Later that evening (spoiler) Denek takes off his exoskeleton and he and the woman make love but, when he wakes the next morning and puts it on again, the controls are overridden. Denek watches as his arm rises and the laser fires at the woman, killing her. The Chicago computer tells Denek that it is aware of what he did last night—and what he learned—before using the exoskeleton to tear his body apart.
This is a readable enough piece, but the action is fairly formulaic, and some may wonder why the computer didn’t override him the moment the woman started talking (thus saving itself a trained soldier).
** (Average). 4,200 words. Story link.  

1. This story and three other “Chicago” stories, Chicago (Future City, 1973), Breath’s a Ware That Will Not Keep (Dystopian Visions, 1975) and Far from Eve and Morning (Amazing, October 1977), were incorporated into the novel, The Time-Swept City (1977).

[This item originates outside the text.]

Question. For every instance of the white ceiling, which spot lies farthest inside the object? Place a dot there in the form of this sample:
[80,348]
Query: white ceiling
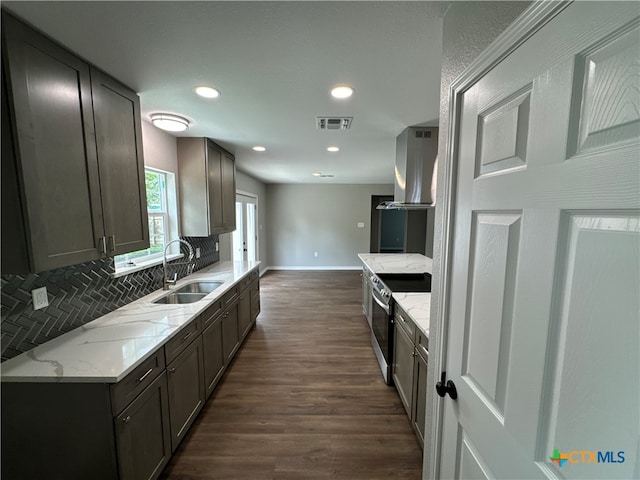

Stone Circle by Lisa Tuttle

Stone Circle by Lisa Tuttle (Amazing, March 1976)1 opens with the narrator (after a short passage where, I think, she fantasises about being a huge stone statue) performing oral sex on a government inspector in exchange for meat (there are further indications that set this story in a totalitarian and oppressive society). After the inspector leaves, the building manager comes sniffing around and agrees to cook the meat for her.
When the narrator is later out in the street she ends up saving a young woman called Kit (who is under the influence of a drug called “Chill”) from being run over by a vehicle. Kit ends up going home with her and they become lovers.
After the couple have been together for a while, Kit—previously described as a “young revolutionary”—discovers there is an underground movement and starts meeting with two young men. The narrator isn’t interested in becoming involved, but agrees to let Kit and the men meet in her flat when one of the men loses his.
The final part of the story (spoiler) sees another government agent arrive at the flat to question the narrator about Kit, who is out at the time. He threatens to take the narrator’s flat away from her, before suggesting he will overlook the matter in exchange for sex. She gets undressed and he toys with her for a while before leaving abruptly. He tells her he will be back.
The narrator subsequently sees Kit kissing and groping one of the men in the stairwell of the building. Then, the next day, the narrator watches as the couple enter her flat on their own—at which point she betrays them to the government agent. Kit is not in the flat that evening, but the agent later turns up for sex.
There isn’t much to this brief piece apart from sexual exploitation and betrayal, a dystopian background, and some stone based imagery (“my marble flank”, “he’ll get no milk from my granite teat”, etc.). It’s hard to see what the point of all this is.
* (Mediocre). 4,150 words. Story link.

1. This story was a Nebula Award finalist.